To the righteous Abraham, wealth was as much a burden as a blessing. He understood the famous talmudic maxim in Kedushim 39:b, which says that in this world we do not receive reward for our observance of mitzvot. He also understood what might appear to be a contradiction to this concept in the Sh’ma prayer that we recite daily: “And it will come to pass that if you continually observe my commandments … then I will provide rain for your land in its proper time, the early and the late rains that you may gather in your grain, your wine, and your oil.”

The obvious question: If we do not receive reward in this world, why does the Torah expressly declare that if we observe the commandments we will be the recipients of rain, crops and other material goods?
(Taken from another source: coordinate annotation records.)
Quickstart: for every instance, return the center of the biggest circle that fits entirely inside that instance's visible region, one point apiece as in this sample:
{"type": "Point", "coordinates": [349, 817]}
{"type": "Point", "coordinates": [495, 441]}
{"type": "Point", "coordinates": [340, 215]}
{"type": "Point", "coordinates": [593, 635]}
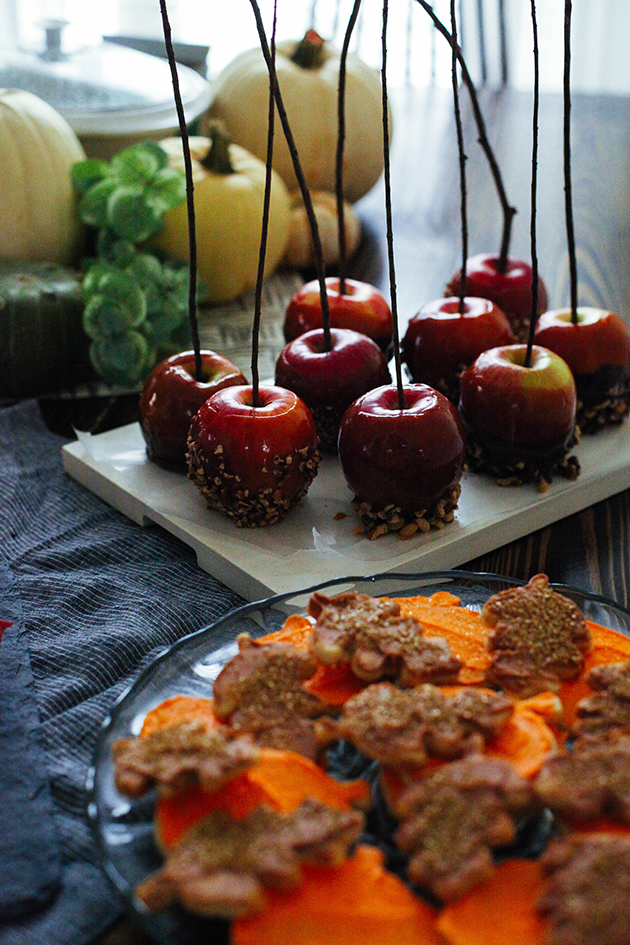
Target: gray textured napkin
{"type": "Point", "coordinates": [92, 598]}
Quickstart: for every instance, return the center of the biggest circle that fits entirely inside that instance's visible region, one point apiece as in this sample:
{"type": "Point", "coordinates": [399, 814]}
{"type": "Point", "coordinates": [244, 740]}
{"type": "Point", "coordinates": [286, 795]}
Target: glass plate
{"type": "Point", "coordinates": [123, 829]}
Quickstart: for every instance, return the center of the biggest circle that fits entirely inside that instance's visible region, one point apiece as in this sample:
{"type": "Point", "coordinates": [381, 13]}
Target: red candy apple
{"type": "Point", "coordinates": [362, 308]}
{"type": "Point", "coordinates": [328, 381]}
{"type": "Point", "coordinates": [440, 341]}
{"type": "Point", "coordinates": [404, 466]}
{"type": "Point", "coordinates": [597, 349]}
{"type": "Point", "coordinates": [253, 463]}
{"type": "Point", "coordinates": [511, 289]}
{"type": "Point", "coordinates": [520, 420]}
{"type": "Point", "coordinates": [172, 395]}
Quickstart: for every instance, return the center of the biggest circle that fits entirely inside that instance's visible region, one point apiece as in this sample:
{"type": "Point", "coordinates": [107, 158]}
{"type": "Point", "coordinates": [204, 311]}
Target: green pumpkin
{"type": "Point", "coordinates": [43, 348]}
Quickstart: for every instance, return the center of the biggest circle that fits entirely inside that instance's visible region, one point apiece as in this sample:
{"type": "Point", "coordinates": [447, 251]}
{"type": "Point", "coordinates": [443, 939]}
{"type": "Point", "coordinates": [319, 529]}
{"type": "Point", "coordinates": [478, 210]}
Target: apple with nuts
{"type": "Point", "coordinates": [597, 349]}
{"type": "Point", "coordinates": [172, 395]}
{"type": "Point", "coordinates": [510, 288]}
{"type": "Point", "coordinates": [519, 418]}
{"type": "Point", "coordinates": [403, 465]}
{"type": "Point", "coordinates": [361, 307]}
{"type": "Point", "coordinates": [329, 380]}
{"type": "Point", "coordinates": [253, 463]}
{"type": "Point", "coordinates": [441, 340]}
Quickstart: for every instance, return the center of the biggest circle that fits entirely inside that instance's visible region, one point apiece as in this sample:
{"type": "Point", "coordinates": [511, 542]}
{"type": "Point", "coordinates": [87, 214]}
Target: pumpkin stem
{"type": "Point", "coordinates": [309, 52]}
{"type": "Point", "coordinates": [218, 159]}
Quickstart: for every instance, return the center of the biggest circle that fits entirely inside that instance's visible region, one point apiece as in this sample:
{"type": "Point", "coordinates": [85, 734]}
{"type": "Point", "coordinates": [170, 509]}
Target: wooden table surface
{"type": "Point", "coordinates": [589, 550]}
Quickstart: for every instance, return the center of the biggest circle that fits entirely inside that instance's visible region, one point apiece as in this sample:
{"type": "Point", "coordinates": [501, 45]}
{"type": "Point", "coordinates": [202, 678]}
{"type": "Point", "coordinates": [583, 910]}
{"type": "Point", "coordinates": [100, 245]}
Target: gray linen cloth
{"type": "Point", "coordinates": [92, 598]}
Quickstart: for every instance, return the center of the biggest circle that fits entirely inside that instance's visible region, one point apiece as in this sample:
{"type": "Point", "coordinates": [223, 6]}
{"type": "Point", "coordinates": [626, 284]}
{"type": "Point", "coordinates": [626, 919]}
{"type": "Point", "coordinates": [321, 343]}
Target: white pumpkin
{"type": "Point", "coordinates": [310, 98]}
{"type": "Point", "coordinates": [37, 202]}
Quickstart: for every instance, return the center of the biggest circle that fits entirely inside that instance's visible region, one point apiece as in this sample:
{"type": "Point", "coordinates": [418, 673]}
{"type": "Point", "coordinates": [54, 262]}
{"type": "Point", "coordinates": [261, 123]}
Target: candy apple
{"type": "Point", "coordinates": [362, 308]}
{"type": "Point", "coordinates": [253, 463]}
{"type": "Point", "coordinates": [597, 349]}
{"type": "Point", "coordinates": [404, 466]}
{"type": "Point", "coordinates": [440, 341]}
{"type": "Point", "coordinates": [329, 380]}
{"type": "Point", "coordinates": [172, 395]}
{"type": "Point", "coordinates": [510, 289]}
{"type": "Point", "coordinates": [520, 420]}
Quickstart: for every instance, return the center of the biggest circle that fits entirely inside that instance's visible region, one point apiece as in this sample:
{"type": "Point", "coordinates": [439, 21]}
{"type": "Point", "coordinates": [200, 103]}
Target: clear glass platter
{"type": "Point", "coordinates": [123, 829]}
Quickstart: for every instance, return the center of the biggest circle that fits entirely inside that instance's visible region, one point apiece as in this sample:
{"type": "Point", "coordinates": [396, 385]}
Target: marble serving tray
{"type": "Point", "coordinates": [316, 541]}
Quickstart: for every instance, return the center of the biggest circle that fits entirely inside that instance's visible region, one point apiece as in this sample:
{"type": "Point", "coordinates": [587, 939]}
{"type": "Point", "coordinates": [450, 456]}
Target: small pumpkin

The answer is that material possessions are not the end reward. They are simply tools to enable us to continue to observe mitzvot. The grain, wine and oil are meant not to reward us but to give those who observe mitzvot the strength and the means to continue.

When a lawyer is hired and given an office and legal pads or an accountant a calculator or a teacher chalk and eraser, these are not considered their salary or recompense but the instruments necessary for them to do their jobs. So too are we offered by G-d the wherewithal to continue to do our job of performing mitzvot. Our true and complete reward remains intact for the World to Come.

When Abraham realized that he had been blessed with an inordinate amount of material goods, he also realized that this could not be ascribed to a heavenly reward for good deeds. This he knew would not be forthcoming in this world. So what was its purpose?

Since his wealth was not given to him as a means for self-indulgence, Abraham could only conclude that they were to expedite an even greater level of mitzvah accomplishment. He viewed himself as a funnel through which G-d’s blessings were to be disbursed and distributed to the needy, abandoned and infirm. His wealth then was a burden because with it came the enormous responsibility of equitable distribution and allocation. Though Abraham most certainly appreciated the good that could be accomplished through wealth, he also felt strongly the responsibility that accompanies it.

This concept of the burden of wealth perhaps explains the teaching in the Ethics of Fathers 2:8, which says: “One who increases his possessions increases his worries.” In truth this is obvious. Along with real estate, cars, jewelry and business come insurance, mortgages, maintenance fees and a host of worries. But does this suggest that we should limit our holdings to avoid worry?

I believe our sages were telling us something else — that he who increases his possessions should increase his worries in the manner of Abraham by worrying on a spiritual and religious level.

One can only imagine the enormous worry and responsibility of our Jewish community leaders as they make decisions on allocations to the various needy agency recipients. The burden must be enormous, especially since it is not even their money but that of donors who trust the leaders’ ability to allocate fairly and wisely. May G-d give them the necessary strength and wisdom to continue to fulfill their obligations.

Shabbat shalom.

Rabbi Pinchas Lipner is dean of the Hebrew Academy in San Francisco.